甜酒


「―――誰にも、言わないって事にしときますか?」
 密やかに、低い声が聞こえる。
「誰かに言ったって仕方ないわ」
 気だるい応えは、夜陰に増した艶を含む。
「気にされるだけなのに、わざわざ言い触らす趣味も無い……ですか?」
「そういうコトね……」
 ふっと、気付いたように言葉が続く。
「でも、分かってるのに聞いたの?」
「一応。乱菊さんに釘刺されとかないと、俺、調子に乗りそうですから」
「どうして」
「分かりませんか?」
 覗き込むように、吐息がかかる。
「どうかしら」
 暫しの沈黙。そして、笑んだ二つの声が空気を揺らした。
 戯れ付く様に、唇が合う。濃密な夜気。庭に降り、忍び広がる霜気を溶かして、触れる肌は只熱い。
 微かな雲と、満月近い薄明り。
「乱菊さん……?」
 腕の中で身をよじった乱菊の、枕元へと伸ばした手先から、修兵は徳利を取り上げた。
「……これですか?」
「入ってる?」
「……割と」
 重たげな水音に、乱菊は折敷から杯を取る。修兵は、促されるより前にゆっくりと徳利を傾けた。
「美味いですか?」
 一息に含み、舌先で転がして飲み込んだ音は、隣にいるからこそ耳に残る。
「飲んでみる?」
「それじゃ、一献頂きます」
 肘で身を起こしたうつ伏せで、慎重に手から渡る杯と渡される徳利。
「……どう?」
「美味いですよ。何て酒でしたっけ、これ」
「貰い物なんだけど……」
 首を傾げて、語尾が彷徨う。
「あ、いいですよ」
「多分、後で瓶見れば分かるわ」
 徳利を置いた手に、杯が戻る。
「酒、さっきより甘くなかったですか?」
「咽喉渇いたからじゃない?」
 笑い含みで、さらりと言う。

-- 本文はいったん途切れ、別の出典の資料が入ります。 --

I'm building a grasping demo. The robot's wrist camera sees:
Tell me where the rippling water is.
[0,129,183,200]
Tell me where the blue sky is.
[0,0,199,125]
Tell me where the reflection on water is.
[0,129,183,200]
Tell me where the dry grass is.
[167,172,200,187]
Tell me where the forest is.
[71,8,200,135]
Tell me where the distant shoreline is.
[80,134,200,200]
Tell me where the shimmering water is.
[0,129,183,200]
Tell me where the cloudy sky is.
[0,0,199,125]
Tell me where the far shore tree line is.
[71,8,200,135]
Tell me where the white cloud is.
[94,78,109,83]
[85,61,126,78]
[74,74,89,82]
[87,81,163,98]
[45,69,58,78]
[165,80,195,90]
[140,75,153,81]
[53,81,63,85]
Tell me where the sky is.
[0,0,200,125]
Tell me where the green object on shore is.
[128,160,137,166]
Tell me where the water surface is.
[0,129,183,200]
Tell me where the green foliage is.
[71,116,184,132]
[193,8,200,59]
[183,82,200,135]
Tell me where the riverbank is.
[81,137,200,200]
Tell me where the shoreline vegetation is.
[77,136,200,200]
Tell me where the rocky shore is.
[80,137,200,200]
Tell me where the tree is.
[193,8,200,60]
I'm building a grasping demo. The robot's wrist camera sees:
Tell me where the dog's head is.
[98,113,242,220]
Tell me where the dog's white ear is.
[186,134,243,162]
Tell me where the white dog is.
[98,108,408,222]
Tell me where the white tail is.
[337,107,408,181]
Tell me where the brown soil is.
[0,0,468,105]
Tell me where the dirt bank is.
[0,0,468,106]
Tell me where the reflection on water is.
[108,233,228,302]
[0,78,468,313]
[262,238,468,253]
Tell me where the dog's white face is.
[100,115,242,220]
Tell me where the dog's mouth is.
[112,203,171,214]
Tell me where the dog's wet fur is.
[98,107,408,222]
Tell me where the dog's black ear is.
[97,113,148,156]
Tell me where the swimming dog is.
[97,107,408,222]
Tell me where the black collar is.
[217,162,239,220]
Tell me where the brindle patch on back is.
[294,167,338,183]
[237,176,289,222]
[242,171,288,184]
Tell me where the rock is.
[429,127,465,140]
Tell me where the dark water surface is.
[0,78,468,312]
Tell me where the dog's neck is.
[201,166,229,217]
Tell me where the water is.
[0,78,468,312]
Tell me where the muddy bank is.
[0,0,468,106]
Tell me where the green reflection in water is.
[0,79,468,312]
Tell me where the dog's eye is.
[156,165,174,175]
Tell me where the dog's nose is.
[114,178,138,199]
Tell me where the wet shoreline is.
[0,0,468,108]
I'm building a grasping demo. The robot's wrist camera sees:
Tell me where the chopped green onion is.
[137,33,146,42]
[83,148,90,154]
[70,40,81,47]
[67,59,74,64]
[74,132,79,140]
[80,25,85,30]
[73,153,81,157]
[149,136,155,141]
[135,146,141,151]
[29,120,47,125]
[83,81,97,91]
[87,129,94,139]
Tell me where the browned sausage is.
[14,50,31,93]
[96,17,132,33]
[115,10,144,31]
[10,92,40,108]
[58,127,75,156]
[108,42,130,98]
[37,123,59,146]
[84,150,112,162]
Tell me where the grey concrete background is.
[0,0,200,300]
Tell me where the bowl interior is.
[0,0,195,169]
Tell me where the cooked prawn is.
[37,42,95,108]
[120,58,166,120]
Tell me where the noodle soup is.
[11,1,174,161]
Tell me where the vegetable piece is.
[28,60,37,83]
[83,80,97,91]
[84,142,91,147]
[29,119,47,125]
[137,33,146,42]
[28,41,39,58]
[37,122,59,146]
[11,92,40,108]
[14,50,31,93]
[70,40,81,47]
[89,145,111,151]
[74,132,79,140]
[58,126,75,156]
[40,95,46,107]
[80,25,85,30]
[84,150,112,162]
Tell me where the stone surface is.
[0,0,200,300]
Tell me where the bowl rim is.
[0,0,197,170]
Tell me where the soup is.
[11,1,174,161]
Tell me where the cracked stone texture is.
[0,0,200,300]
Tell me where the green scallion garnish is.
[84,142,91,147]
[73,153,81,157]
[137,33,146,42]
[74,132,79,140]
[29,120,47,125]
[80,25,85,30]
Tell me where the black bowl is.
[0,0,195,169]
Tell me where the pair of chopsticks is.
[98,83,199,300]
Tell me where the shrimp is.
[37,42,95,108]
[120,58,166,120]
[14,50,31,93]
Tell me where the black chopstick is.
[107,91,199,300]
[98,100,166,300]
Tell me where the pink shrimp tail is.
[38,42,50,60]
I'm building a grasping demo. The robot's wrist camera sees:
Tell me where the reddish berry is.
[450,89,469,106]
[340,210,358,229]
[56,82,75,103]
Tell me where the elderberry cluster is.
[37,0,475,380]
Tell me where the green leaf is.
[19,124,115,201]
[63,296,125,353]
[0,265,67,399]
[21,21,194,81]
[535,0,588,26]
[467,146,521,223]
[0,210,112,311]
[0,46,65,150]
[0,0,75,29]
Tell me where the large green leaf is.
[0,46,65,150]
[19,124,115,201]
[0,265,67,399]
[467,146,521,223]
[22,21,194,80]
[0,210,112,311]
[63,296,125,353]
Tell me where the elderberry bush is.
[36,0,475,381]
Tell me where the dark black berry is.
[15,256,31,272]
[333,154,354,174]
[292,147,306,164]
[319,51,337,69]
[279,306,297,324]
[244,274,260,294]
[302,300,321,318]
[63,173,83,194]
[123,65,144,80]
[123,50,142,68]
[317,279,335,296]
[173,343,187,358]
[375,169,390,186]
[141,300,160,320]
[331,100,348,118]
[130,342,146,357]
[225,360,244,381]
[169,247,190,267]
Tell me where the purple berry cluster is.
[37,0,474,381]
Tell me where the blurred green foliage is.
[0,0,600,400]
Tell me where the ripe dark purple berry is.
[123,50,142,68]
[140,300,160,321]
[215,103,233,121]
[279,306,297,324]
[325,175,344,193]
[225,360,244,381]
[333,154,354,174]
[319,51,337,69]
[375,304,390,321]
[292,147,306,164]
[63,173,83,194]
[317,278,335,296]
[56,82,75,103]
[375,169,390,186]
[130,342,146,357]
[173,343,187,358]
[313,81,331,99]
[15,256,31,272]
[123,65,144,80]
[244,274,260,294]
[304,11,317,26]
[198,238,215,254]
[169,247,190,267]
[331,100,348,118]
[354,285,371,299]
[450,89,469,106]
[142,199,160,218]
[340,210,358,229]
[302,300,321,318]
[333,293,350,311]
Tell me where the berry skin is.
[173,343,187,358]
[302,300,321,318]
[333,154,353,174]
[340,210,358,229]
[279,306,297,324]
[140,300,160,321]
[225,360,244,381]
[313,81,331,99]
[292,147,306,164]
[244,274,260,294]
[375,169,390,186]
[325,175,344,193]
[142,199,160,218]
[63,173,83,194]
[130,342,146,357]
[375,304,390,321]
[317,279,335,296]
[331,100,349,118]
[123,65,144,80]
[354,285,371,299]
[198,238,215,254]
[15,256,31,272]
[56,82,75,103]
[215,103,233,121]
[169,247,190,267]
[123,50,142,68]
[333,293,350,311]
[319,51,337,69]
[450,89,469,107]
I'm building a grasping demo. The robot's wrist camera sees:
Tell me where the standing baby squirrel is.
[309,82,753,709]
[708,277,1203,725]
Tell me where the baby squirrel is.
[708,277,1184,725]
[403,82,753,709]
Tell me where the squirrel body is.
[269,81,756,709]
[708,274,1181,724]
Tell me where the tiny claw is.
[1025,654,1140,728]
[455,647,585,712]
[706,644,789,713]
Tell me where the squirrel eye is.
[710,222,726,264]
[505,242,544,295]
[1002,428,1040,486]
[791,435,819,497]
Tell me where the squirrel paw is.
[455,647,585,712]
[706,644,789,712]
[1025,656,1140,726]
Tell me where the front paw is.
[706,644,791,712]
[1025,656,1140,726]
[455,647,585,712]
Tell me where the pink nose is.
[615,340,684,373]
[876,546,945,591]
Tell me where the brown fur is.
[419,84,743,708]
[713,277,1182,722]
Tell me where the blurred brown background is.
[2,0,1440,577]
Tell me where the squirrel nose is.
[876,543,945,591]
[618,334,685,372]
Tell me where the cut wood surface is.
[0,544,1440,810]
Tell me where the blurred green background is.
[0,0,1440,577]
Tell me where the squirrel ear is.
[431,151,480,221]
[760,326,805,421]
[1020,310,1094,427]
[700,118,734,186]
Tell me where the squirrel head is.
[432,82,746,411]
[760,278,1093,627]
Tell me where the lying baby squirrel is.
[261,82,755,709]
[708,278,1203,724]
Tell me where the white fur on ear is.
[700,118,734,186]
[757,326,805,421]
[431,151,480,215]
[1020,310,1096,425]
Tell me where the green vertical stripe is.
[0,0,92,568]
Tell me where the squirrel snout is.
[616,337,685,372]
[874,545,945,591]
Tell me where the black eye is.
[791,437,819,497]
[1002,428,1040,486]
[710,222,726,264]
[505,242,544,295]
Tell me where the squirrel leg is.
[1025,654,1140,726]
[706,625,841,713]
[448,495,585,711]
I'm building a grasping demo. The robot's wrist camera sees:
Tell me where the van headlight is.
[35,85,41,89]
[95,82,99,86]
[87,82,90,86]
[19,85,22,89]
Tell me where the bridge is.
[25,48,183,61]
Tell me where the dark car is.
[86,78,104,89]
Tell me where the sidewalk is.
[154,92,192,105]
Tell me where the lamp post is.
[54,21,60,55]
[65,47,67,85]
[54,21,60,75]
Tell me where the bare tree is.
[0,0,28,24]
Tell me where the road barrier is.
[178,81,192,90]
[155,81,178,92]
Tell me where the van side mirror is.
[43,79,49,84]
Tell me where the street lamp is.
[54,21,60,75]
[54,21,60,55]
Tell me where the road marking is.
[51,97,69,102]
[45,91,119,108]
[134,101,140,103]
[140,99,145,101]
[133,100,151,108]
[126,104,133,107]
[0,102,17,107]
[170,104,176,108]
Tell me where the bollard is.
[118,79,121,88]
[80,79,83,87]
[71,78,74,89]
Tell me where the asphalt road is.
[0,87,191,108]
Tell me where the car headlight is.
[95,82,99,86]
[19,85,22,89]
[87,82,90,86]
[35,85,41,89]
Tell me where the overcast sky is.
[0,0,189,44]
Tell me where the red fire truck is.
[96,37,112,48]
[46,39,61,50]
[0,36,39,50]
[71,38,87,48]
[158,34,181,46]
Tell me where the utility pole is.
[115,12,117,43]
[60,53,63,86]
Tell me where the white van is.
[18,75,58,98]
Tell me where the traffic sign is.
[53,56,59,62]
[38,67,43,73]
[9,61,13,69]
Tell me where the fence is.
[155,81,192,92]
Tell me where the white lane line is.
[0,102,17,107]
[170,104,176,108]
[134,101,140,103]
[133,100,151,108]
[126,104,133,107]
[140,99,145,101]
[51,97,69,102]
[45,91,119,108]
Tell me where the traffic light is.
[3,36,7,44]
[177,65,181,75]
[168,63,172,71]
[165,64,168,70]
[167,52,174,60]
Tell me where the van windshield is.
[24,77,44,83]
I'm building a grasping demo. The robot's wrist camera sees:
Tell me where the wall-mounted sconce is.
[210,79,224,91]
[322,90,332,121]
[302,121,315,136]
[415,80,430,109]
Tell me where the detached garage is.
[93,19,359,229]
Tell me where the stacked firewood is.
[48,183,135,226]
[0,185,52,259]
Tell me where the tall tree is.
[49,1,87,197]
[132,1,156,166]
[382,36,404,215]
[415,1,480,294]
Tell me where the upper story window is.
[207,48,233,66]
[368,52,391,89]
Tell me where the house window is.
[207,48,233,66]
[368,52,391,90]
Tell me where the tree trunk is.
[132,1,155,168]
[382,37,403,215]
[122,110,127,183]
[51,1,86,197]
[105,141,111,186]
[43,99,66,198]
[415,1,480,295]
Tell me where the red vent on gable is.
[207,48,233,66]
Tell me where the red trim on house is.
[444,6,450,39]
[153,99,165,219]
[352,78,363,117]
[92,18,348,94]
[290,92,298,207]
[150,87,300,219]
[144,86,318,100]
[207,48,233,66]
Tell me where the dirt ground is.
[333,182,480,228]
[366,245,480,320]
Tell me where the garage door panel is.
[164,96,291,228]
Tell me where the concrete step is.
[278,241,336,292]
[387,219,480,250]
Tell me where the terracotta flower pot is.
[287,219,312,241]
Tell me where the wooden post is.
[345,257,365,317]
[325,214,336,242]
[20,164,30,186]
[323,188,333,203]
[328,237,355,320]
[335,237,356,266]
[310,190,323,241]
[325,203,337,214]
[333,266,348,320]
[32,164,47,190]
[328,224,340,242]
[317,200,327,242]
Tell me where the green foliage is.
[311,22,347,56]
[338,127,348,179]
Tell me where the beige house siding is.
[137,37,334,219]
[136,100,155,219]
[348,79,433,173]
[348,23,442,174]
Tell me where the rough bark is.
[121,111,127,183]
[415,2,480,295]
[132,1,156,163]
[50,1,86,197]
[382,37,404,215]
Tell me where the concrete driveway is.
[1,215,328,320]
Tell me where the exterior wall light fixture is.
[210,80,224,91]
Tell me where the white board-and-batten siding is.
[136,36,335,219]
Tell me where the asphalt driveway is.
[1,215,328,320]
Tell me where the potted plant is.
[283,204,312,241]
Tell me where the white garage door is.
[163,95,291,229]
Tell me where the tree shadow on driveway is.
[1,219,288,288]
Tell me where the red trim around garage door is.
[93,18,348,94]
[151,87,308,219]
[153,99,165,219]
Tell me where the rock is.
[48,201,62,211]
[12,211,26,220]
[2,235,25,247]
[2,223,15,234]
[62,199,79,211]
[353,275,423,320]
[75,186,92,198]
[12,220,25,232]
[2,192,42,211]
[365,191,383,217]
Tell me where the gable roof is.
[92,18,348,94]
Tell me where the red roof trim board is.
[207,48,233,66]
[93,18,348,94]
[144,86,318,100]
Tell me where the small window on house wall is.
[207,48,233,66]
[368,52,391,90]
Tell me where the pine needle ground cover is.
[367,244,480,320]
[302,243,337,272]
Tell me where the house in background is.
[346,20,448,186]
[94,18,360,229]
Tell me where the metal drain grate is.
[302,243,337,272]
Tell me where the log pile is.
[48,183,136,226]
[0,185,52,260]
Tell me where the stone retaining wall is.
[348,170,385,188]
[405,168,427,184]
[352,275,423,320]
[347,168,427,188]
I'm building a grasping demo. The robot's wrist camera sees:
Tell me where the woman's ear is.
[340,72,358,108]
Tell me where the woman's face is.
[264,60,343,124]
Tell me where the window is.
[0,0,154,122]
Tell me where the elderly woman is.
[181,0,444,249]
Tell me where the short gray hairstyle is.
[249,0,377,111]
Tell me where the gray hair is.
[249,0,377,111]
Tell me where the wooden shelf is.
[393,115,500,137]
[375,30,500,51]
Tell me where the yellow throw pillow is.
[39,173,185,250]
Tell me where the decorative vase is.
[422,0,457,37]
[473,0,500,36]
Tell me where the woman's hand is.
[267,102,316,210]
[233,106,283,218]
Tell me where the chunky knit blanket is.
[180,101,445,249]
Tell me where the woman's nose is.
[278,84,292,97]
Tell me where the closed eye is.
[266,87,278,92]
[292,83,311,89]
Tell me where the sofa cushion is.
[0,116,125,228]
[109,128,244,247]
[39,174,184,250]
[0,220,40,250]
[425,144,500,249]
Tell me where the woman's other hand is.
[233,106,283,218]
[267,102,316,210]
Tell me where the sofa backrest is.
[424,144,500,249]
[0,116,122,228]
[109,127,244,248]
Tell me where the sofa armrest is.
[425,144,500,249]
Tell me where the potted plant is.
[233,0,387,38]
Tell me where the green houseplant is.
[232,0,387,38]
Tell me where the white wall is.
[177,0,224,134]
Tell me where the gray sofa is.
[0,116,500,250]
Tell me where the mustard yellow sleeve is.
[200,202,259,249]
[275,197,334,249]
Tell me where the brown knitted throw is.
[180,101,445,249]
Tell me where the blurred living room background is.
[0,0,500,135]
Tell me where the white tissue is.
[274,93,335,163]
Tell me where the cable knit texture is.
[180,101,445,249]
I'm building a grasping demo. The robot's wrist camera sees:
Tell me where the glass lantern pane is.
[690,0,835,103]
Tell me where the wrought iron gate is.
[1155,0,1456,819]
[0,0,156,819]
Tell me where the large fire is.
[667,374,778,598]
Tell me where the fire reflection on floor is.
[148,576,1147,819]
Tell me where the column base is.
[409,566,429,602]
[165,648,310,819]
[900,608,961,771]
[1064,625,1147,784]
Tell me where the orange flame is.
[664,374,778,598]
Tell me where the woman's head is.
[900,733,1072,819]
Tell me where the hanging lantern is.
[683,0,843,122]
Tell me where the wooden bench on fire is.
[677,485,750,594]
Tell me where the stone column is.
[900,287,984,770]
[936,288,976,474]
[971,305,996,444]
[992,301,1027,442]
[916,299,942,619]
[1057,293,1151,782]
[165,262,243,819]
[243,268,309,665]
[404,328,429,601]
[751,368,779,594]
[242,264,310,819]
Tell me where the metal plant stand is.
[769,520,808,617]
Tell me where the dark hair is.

修兵は、暫し苦笑でそれを受けた。
「――もう少し、飲みますか?」
「お願い」
 そしてまた、一つの杯、二人の言葉がゆるりと行き交う。
「乱菊さん、酔い潰れた事ってあんまり無いですよね」
「そういう飲み方しないもの」
「乱菊さんみたく飲んでたら、普通の奴は潰れると思いますけど」
「単に弱いだけじゃない?」
 あっさり断じた台詞に、修兵は思い立って水を向ける。
「そういえば、乱菊さんって、時々酔ってる振りしてません?」
「…………どういう意味?」
「そのままの意味ですけどね」
「いつあたしがそんなコトしたのよ」
「大勢で飲みに行った時とか」
「………潰れた連中の世話を焼くのは、あたしの役目じゃないでしょ」
「俺ですか?」
「大正解」
 笑って、乱菊は徳利を持ち上げた。
「修兵と飲む時は、そんな真似しないわよ」
「やってくれても、ある意味嬉しいですけどね」
「酔って絡むより、できるだけ長く、一緒に飲んで楽しみたいでしょ?」
 酒を飲み干す修兵を横目に見上げて、乱菊はゆっくりと付け加えた。
「それに、あたしと一番長く飲めるのは、あんたよ。修兵」
「…………殺し文句ですよ、それ」
 溜息のように、杯を置く。殆んど空の徳利が、滑るようにその横に並んだ。
 そして今度は、奇妙に甘い、吐息が混じる。障子を透かした霜夜の月。互いの姿は、闇の中に浮き上がる。
 凝った空気。澄んだ沈黙。地面と草は、月を鈍く照り返す。